By Adaku Onyenucheya
19 August 2024   |   4:02 am
Centre for the Promotion of Private Enterprise (CPPE) has called on the Federal Government to urgently address the prohibitive and unpredictable exchange rate used for cargo clearance, which, it argued, exacerbates the cost-of-living crisis and undermines economic stability. 
CPPE Director, Dr. Muda Yusuf

‘Foreign investors cautious of $30b pledges over FX instability’

Centre for the Promotion of Private Enterprise (CPPE) has called on the Federal Government to urgently address the prohibitive and unpredictable exchange rate used for cargo clearance, which, it argued, exacerbates the cost-of-living crisis and undermines economic stability.

Also, Private Equity and Venture Capital Association of Nigeria (PEVCA) has said foreign investors are apprehensive about implementing the over $30 billion investment pledges in Nigeria over the instability in the country’s foreign exchange market.

The Director/Chief Executive Officer of CPPE, Dr Muda Yusuf, lamented, yesterday, that the high and volatile exchange rate for import duty assessment was fuelling the already high inflation, increasing production and operating costs for manufacturers and other businesses, and worsening the cost-of-living crisis.

According to him, this situation puts maritime sector jobs and investments at risk, weakening investors’ confidence and creating serious competition challenges for ethical and compliant investors in the economy.

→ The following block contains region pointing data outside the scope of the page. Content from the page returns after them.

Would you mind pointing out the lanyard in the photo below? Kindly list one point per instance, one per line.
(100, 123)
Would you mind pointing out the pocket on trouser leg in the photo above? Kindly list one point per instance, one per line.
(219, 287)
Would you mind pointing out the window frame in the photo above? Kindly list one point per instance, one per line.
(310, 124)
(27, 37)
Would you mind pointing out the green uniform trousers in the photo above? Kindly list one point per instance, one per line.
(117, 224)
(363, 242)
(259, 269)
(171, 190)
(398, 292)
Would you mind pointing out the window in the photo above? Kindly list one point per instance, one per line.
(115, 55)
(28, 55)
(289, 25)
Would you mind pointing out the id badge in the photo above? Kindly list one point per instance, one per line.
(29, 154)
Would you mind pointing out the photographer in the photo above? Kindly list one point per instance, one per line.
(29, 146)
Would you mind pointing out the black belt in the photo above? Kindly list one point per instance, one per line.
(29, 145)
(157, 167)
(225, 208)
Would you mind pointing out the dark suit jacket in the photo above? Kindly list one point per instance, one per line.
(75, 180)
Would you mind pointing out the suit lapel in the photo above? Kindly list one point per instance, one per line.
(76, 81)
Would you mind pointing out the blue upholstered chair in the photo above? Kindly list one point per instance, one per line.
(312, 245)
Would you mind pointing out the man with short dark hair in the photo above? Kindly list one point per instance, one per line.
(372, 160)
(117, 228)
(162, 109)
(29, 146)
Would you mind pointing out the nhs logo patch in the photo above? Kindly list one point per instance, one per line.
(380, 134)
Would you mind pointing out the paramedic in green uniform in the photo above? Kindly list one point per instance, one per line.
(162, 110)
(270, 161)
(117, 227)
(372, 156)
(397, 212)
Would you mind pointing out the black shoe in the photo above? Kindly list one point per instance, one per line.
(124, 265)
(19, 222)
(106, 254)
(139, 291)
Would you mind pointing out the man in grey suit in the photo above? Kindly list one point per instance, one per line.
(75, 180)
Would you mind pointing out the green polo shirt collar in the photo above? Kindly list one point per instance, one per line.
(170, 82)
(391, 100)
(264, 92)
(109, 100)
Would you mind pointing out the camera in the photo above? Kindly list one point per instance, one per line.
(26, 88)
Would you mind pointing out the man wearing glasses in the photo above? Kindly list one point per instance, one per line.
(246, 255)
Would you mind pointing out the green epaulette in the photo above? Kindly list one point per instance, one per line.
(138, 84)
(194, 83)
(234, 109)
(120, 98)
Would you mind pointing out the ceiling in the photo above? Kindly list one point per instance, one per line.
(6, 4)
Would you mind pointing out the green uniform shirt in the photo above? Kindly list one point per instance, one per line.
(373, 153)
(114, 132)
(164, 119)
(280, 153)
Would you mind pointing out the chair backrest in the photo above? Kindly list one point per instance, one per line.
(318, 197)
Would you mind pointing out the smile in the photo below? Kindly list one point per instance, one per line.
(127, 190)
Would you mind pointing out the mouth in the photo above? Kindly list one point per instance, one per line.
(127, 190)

Yusuf said the Customs duty exchange rate on its portal, which stood at N1,578 to the United States dollar, had been fluctuating almost weekly, was seen as a significant contributor to the economic uncertainty plaguing the investment environment .

He suggested the pegging of the Customs duty exchange rate at N1,000 per dollar for the next six months, to be implemented through an Executive Order as part of the Federal Government’s broader commitment to easing the economic burden on businesses and citizens.

The recommendation, he said, aligns with similar proposals from the Presidential Committee on Fiscal Policy and Tax Reforms, as well as strong advocacy from the Organised Private Sector (OPS).

Yusuf clarified the distinctiveness of the proposal from the ongoing foreign exchange reforms, saying it should be viewed purely as a trade policy measure, not as a request for a concessionary exchange rate for foreign currency allocation.

He argued that the determination of the Customs duty exchange rate by the Central Bank of Nigeria (CBN) was an intrusion into trade policy space, which needed to be urgently corrected, while calling for the responsibility of setting the exchange rate for import duties to be transferred to the Federal Ministry of Finance and the Federal Ministry of Trade and Investment.

To permanently address the issue, the CCPE boss suggested amending the Customs Act to align the determination of the applicable exchange rate for import duty payment with the government’s trade policy direction.
PEVCA disclosed the investors’ fear in its mid-year review and strategic outlook for the country, which explored the private investment landscape and factors shaping trends in the sector.

According to the association, issues of foreign currency repatriation have worsened the investment risk level in the country. Citing the Fast-Moving Consumer Goods (FMCG) sector, he stated that reduction in private sector consumption, coupled with elevated inflation levels, eroded private sector investments.

It added that the presence of key risks, especially challenges with getting foreign exchange out of the country, made immediate investments appealing only to a specific group of people.

The report states: “Minister of Trade and Investments, Doris Uzoka-Anite, highlighted in February this year that direct engagements with foreign investors have resulted in substantial interest and commitments totalling $30 billion since Bola Tinubu’s inauguration.

“Despite these commitments, actual investments have yet to materialise due to investor apprehension over the forex market’s instability.”

It explained that the delay in carrying out the $30 billion investment pledges creates a cycle where slow investor actions hinder the chances of the market recovering.